From a green wall in reception to a proliferation of pot plants around the workplace, a bit of greenery goes a long way. As well as absorbing carbon dioxide and making the office look more attractive, there are psychological benefits to be had too. According to 2014 research by the University of Exeter, adding just one plant per square metre improved employees’ memory retention and performance in basic tests.

Get some fresh air

While it isn’t necessary to put a running track on the roof as they did at London’s White Collar Factory, grabbing some air shouldn’t just be the preserve of smokers on their breaks. Many new office buildings now include a roof terrace which doubles up as extra workspace but even opening up an unloved courtyard or providing new furniture on a terraced area could encourage employees to leave their desks.

Cutting down on noise

Property firm Cushman & Wakefield’s report on wellness states that over half of employees report that even ambient noise reduces their work satisfaction and productivity.
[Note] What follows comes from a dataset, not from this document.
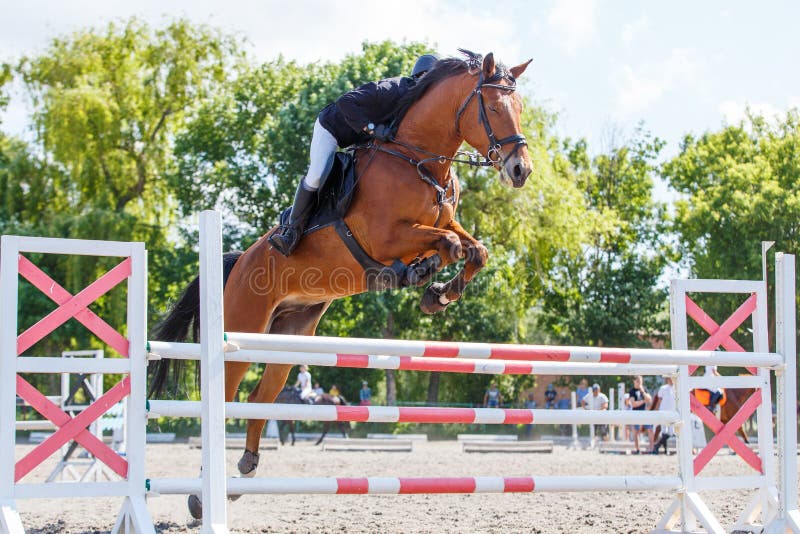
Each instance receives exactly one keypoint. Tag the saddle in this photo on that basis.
(333, 200)
(334, 196)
There are lots of products on the market to keep things at a lower volume  from ceiling panels to screens to lampshades made of special felt. Clearly signposting areas for quieter, more concentrated work could also do the trick.

Let there be light

As autumn and winter approach, it’s worth bearing in mind that Forbes recently reported that 40% of office workers struggle to work in poor lighting every day. Lack of access to light has been associated with a range of health conditions from eye strain to headaches to seasonal affected disorder (SAD). Solutions range from placing desks around the perimeter of an office to maximise natural daylight to staff using an app to control their own lighting.

Flex it up

Most people fall into the ‘ambivert’ category throughout the working day. At certain times, they are craving the comfort of their own desks for concentrated work and at other times needing to break out and collaborate so provide plenty of variety of settings to keep them happy. This can be as simple as a breakfast bar in the kitchen for an impromptu catch up or an executive office that doubles up as a meeting room.